Peixos a les butxaques, está construida por dos piezas que los creadores guardaban en el baúl de los recuerdos, Cien años y De tul a tul, a las que han añadido una reciente, El día en que. La conjugación de estas coreografías ha propiciado una obra que recoge lo mejor de Senza Tempo.
Desde sus inicios, uno de los valores que siempre ha exhibido Senza Tempo ha sido la atención que el grupo pone a la hora de crear el espacio escénico en el que se desarrollan sus historias.
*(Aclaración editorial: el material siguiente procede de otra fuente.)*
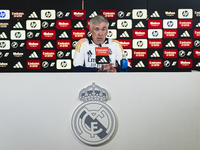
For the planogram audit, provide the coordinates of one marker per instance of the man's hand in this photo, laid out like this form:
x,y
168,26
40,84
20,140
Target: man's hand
x,y
109,67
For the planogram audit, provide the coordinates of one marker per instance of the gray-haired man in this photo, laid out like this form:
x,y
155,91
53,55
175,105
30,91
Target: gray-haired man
x,y
85,57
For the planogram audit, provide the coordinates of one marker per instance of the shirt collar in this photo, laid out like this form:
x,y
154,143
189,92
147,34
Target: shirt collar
x,y
90,40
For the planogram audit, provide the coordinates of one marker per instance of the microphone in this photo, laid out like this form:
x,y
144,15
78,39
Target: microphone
x,y
102,67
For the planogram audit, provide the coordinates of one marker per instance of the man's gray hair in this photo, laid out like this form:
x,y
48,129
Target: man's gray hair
x,y
97,20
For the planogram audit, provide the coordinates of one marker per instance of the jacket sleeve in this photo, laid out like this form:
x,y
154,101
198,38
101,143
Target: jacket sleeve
x,y
79,55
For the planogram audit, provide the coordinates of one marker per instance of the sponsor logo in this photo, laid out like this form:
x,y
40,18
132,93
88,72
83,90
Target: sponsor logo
x,y
126,43
139,25
140,64
62,64
128,53
78,14
4,14
140,54
185,63
48,54
185,13
18,25
4,25
64,35
48,14
59,14
155,43
33,55
197,43
4,44
63,44
196,33
18,54
112,34
3,35
48,45
197,13
170,44
170,53
154,24
93,122
33,15
155,63
139,13
155,14
185,23
155,54
170,13
196,53
48,34
17,14
109,14
3,65
124,24
78,34
124,34
140,43
155,33
88,24
33,44
185,34
121,14
79,25
185,43
18,65
63,24
33,24
170,24
17,35
93,14
170,33
33,64
140,33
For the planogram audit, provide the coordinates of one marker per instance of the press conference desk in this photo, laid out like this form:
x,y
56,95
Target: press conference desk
x,y
155,111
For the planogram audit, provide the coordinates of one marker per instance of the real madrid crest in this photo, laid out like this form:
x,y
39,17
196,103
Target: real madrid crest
x,y
93,122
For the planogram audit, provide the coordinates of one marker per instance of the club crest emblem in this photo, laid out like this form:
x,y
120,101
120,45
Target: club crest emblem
x,y
93,122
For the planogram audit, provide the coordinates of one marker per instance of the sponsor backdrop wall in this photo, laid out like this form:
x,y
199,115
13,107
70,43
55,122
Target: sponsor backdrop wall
x,y
41,36
154,110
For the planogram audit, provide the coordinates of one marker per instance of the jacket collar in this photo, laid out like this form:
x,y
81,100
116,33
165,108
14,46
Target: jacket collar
x,y
90,40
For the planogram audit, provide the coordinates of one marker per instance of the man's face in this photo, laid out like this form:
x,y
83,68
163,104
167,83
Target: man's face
x,y
99,32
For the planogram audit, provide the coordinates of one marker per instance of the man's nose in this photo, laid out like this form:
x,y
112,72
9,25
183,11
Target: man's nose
x,y
100,32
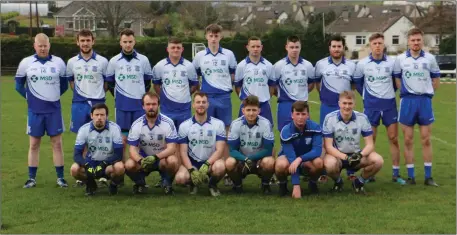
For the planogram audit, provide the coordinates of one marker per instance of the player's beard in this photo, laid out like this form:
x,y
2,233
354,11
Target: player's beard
x,y
151,114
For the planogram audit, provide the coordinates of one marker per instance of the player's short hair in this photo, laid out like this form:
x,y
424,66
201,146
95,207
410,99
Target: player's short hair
x,y
213,28
376,36
300,106
99,106
347,95
293,38
150,94
85,33
415,31
337,38
126,32
201,94
251,100
253,38
174,40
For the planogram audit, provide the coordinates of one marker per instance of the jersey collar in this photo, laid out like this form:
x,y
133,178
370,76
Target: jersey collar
x,y
330,61
408,54
248,60
181,61
340,117
245,122
43,60
92,127
208,118
156,123
219,50
300,60
384,58
93,56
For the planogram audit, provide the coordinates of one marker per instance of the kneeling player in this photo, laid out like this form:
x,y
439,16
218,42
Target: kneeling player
x,y
103,140
202,139
342,130
301,147
251,142
152,141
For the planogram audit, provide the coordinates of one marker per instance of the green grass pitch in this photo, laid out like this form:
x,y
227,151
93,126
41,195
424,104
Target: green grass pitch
x,y
388,207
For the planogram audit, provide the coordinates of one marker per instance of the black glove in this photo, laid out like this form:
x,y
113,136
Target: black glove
x,y
354,159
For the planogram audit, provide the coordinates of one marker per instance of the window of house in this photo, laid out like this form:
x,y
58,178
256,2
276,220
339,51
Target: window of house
x,y
395,39
360,40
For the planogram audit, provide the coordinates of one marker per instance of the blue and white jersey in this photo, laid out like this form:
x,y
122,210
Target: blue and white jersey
x,y
250,138
346,136
201,138
416,73
176,81
378,83
334,79
129,77
88,76
215,70
254,79
293,80
100,143
42,77
153,140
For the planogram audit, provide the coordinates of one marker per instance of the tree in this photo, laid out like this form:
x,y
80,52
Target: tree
x,y
114,13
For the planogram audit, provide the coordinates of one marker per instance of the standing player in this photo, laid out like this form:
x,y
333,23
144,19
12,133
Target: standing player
x,y
103,140
254,76
373,76
202,142
216,66
251,141
131,73
301,148
294,76
152,141
86,73
333,76
417,74
342,130
175,80
46,82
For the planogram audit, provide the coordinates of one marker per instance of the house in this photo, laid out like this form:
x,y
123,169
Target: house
x,y
358,23
79,15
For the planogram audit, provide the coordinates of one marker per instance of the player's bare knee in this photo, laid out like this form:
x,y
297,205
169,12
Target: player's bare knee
x,y
230,164
130,165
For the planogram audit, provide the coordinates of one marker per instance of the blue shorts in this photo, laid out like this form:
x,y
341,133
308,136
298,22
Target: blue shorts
x,y
178,117
389,116
265,111
417,109
284,114
220,108
80,115
38,123
125,118
326,109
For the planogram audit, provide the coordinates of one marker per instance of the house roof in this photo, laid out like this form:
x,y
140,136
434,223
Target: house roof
x,y
370,18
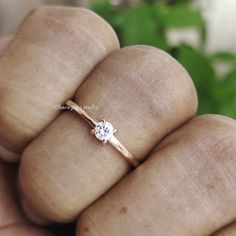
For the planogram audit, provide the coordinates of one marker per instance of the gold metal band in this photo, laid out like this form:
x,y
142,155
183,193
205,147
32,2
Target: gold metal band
x,y
113,140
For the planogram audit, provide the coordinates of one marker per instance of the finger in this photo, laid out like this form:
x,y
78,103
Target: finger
x,y
4,43
26,230
186,187
55,49
142,91
229,230
9,210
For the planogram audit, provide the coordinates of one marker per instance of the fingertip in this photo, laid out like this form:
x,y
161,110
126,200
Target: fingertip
x,y
29,213
4,43
8,155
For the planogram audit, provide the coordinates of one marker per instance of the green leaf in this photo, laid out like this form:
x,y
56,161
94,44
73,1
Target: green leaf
x,y
105,10
183,16
224,57
202,73
138,25
227,95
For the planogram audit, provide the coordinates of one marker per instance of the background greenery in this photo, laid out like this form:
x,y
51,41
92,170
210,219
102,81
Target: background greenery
x,y
147,22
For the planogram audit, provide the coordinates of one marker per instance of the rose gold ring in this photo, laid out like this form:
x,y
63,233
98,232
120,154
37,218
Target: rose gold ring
x,y
104,132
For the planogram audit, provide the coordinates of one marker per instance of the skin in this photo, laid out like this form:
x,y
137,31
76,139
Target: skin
x,y
190,170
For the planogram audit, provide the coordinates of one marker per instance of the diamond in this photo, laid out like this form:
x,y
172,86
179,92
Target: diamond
x,y
104,131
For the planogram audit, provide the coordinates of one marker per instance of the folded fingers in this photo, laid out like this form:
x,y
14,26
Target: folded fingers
x,y
53,52
143,92
186,187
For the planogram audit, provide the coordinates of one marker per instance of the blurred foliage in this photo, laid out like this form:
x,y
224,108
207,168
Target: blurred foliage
x,y
148,23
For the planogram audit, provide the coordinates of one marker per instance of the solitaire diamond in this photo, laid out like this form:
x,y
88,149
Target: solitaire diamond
x,y
104,131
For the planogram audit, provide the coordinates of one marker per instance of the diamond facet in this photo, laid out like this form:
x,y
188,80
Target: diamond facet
x,y
103,131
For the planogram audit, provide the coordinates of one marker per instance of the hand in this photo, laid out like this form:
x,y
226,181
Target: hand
x,y
186,186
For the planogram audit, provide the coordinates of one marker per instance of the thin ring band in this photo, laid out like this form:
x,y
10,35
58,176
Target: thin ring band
x,y
104,131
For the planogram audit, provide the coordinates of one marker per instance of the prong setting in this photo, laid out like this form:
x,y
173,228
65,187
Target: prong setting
x,y
104,131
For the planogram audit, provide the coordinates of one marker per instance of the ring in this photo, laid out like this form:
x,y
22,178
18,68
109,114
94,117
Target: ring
x,y
104,132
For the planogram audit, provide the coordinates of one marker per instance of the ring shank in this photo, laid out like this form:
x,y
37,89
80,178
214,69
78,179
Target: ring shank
x,y
113,141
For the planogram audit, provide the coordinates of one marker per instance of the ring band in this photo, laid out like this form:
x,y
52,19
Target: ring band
x,y
104,131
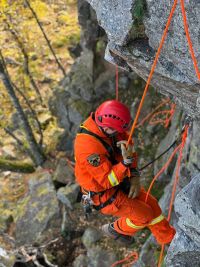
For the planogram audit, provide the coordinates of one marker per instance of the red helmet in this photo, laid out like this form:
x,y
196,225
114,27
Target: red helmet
x,y
114,114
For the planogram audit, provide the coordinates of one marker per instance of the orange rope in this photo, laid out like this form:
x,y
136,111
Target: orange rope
x,y
152,113
133,255
152,70
184,136
168,113
162,170
189,39
117,82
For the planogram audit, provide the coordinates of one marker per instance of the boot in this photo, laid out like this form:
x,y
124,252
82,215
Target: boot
x,y
109,231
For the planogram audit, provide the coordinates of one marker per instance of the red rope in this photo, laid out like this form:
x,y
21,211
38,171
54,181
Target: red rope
x,y
117,82
133,255
189,39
En Peixos a les butxaques, esta cualidad se repite hasta alcanzar momentos de una gran belleza plástica, propiciada por unas sillas colgantes, unas manzanas sabiamente esparcidas o el revuelo de una falda de tul blanco.
El movimiento, la palabra, la iluminación y la fotografía son los ingredientes que Boza y Mallol utilizan para narrar su historia, un relato en el cual la música consigue una presencia de impacto y donde los sueños y la realidad juegan en terrenos ajenos.
Toda una fantasía visual, en suma, que no resultaría igual sin la presencia de Viviane Calvitti, Nausica Guitart, Iva Horvat y, sobre todo, Carles Mallol, que alcanza una de sus cumbres en un delirante monólogo.


Entre tules y manzanas
De Carmen del Val (El País domingo, 7 de abril de 2002)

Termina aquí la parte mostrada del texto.